TIMOR-LESTE E SAHARA OCIDENTAL: DIFERENÇAS E SEMELHANÇAS

A 30 de Agosto último, o Presidente de Timor-Leste, Francisco Guterres (Lú-Olo), afirmou no seu discurso oficial perante as delegações nacionais e internacionais e o corpo diplomático acreditado em Díli: «Não podemos comemorar o vigésimo aniversário do referendo de autodeterminação do povo timorense sem fazer uma menção ao povo irmão do Sahara Ocidental. Em nome do povo timorense, aproveito a ocasião para expressar o nosso mais profundo sentimento de solidariedade».

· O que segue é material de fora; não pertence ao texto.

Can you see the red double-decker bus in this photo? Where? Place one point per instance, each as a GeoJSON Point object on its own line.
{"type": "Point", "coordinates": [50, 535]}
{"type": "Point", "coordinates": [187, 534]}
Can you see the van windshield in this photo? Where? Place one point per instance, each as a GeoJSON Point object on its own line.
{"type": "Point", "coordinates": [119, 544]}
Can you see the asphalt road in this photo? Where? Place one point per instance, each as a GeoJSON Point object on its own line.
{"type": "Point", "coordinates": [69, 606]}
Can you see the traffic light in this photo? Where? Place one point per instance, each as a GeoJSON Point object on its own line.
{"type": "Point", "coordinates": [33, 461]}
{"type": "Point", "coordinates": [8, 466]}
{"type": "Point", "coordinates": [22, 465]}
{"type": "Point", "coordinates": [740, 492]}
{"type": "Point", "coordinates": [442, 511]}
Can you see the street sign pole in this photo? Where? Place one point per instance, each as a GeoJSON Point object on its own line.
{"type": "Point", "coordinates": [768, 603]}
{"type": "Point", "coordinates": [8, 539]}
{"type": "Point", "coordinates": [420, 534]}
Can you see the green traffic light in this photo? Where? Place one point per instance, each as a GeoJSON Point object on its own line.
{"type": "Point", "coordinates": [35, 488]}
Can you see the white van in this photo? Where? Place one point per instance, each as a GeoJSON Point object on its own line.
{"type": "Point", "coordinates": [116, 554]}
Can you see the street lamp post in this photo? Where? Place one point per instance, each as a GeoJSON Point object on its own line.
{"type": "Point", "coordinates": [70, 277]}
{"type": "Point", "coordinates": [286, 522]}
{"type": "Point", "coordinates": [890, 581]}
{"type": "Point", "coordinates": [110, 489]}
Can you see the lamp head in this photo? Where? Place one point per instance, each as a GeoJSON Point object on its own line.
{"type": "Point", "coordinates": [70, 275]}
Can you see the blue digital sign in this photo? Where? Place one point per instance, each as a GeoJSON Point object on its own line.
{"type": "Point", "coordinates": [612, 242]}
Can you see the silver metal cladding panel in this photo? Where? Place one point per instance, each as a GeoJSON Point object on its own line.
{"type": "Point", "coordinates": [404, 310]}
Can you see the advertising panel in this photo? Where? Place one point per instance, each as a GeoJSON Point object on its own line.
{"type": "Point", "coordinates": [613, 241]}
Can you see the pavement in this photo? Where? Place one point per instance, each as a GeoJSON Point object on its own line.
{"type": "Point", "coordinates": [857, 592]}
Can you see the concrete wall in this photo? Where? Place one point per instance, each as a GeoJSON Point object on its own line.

Os dois casos são como irmãos gémeos: duas colónias da Península Ibérica, o território de Timor colonizado por Portugal e o território do Sahara colonizado por Espanha. Os ventos de mudança varrendo em simultâneo (embora diferentemente) as potências coloniais, em 1974-75, deram força às aspirações populares independentistas, na cauda do tempo da cadeia de sucessivos processos de descolonização na Ásia e em África (iniciada no pós-guerra).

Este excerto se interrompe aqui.